Zittingsplaats Utrecht Bestuursrecht zaaknummers: NL22.11575
uitspraak van de enkelvoudige kamer in de zaken tussen
[eiser ](eiser) en
[eiseres](eiseres), en hun zes minderjarige kinderen
[minderjarige 1] , [minderjarige 2] , [minderjarige 3] , [minderjarige 4] , [minderjarige 5] en [minderjarige 6] .
V-nummers: [V-nummer] en [V-nummer]
V-nummers kinderen: [V-nummer] , [V-nummer] , [V-nummer] , [V-nummer] , [V-nummer] ,
[V-nummer]
(gemachtigde: mr. J. Sinnema), en
de Staatssecretaris van Justitie en Veiligheid, verweerder (gemachtigde: mr. V. Ilić).

Procesverloop

Bij afzonderlijke besluiten van 20 juni 2022 (de bestreden besluiten) heeft verweerder de aanvragen van eiser en eiseres (gezamenlijk: eisers) tot het verlenen van een verblijfsvergunning asiel voor bepaalde tijd in de algemene procedure niet-ontvankelijk verklaard. Verder heeft verweerder eisers opgedragen onmiddellijk naar Roemenië terug te keren.
Eisers hebben tegen de bestreden besluiten beroep ingesteld.
De rechtbank heeft het beroep, samen met het verzoek om voorlopige voorziening1, op 4 juli 2022 op zitting behandeld.
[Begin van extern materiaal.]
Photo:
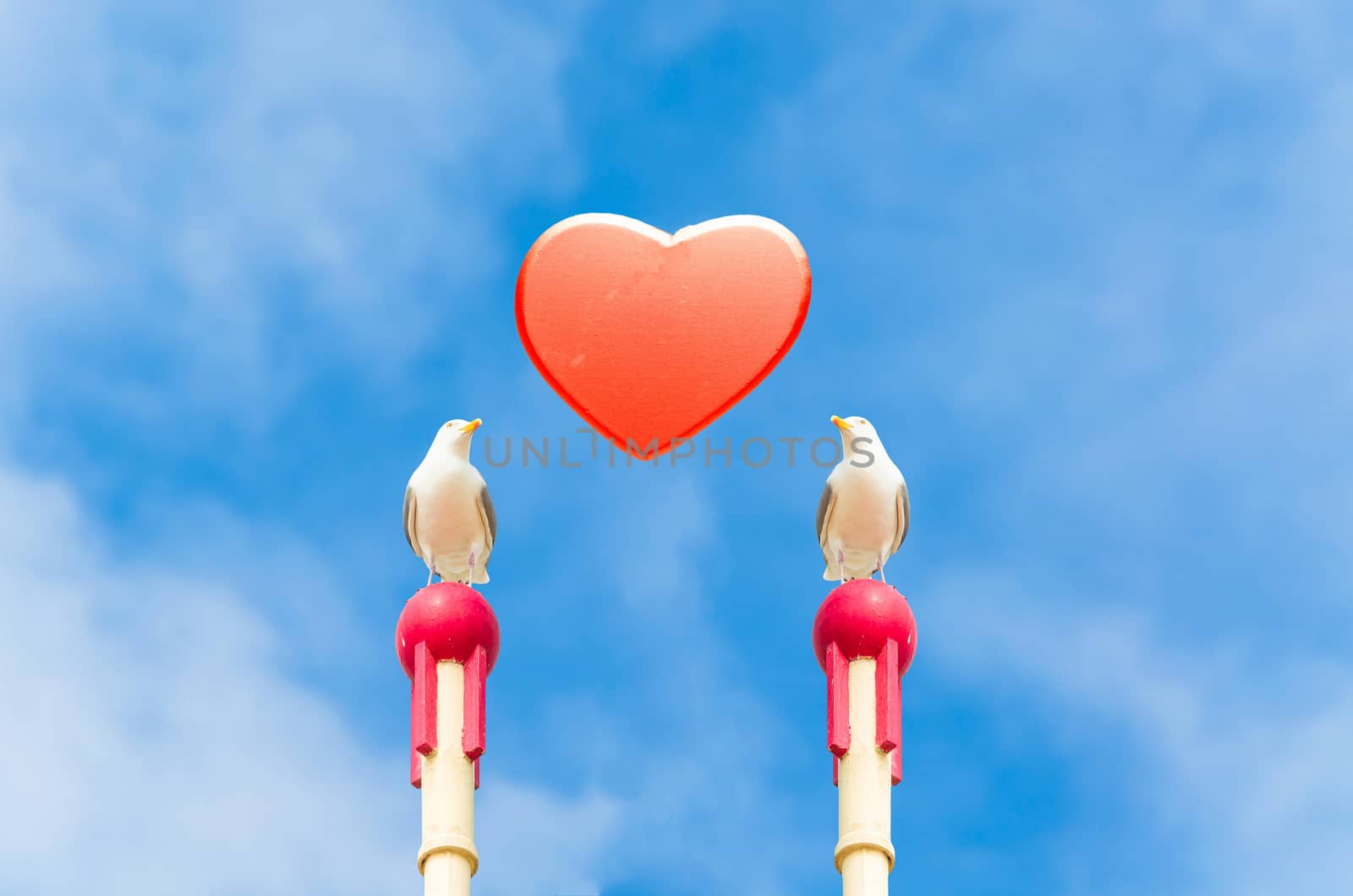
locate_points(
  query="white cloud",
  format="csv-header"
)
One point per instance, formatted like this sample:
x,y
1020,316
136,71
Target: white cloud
x,y
153,740
1235,745
250,194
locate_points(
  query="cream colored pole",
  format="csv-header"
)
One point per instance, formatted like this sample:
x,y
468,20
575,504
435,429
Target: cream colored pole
x,y
446,857
865,787
446,641
865,639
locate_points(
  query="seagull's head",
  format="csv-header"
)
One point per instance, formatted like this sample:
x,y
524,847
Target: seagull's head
x,y
455,436
859,440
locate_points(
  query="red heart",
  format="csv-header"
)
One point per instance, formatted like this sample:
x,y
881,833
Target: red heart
x,y
653,336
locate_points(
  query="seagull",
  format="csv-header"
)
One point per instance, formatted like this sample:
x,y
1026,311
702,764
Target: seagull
x,y
863,513
450,519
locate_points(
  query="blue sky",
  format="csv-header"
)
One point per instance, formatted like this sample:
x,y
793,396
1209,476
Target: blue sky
x,y
1087,268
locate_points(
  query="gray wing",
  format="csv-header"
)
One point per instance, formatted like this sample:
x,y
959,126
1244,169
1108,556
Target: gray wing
x,y
486,513
904,516
824,513
410,517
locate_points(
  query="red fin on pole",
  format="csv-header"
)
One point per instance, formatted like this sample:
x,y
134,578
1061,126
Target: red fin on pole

Eisers zijn, met bericht van verhindering, niet verschenen.
Verweerder heeft zich laten vertegenwoordigen door zijn gemachtigde.

Overwegingen

Waar gaat deze zaak over?
1. Eisers stellen van Somalische nationaliteit te zijn. Eiser stelt te zijn geboren op [1984] en eiseres op [1989] . Hun zes kinderen zijn geboren tussen 2008 en 2021.
1. geregistreerd onder zaaknummer NL22.11576
2. Verweerder heeft de asielaanvraag van eisers niet-ontvankelijk verklaard op grond van artikel 30a, eerste lid, aanhef en onder a, van de Vreemdelingenwet 2000 (Vw) omdat eisers in een andere lidstaat van de Europese Unie internationale bescherming genieten. Uit Eurodac is namelijk gebleken dat de Roemeense autoriteiten eisers op 18 december 2020 internationale bescherming hebben verleend. Dit maakt volgens verweerder dat van eisers verwacht mag worden dat zij terugkeren naar Roemenië. Bij Roemenië kan volgens verweerder van het interstatelijk vertrouwensbeginsel worden uitgegaan. De gestelde persoonlijke ervaringen van eisers in Roemenië vormen volgens verweerder geen reden om daar in hun geval niet van uit te gaan.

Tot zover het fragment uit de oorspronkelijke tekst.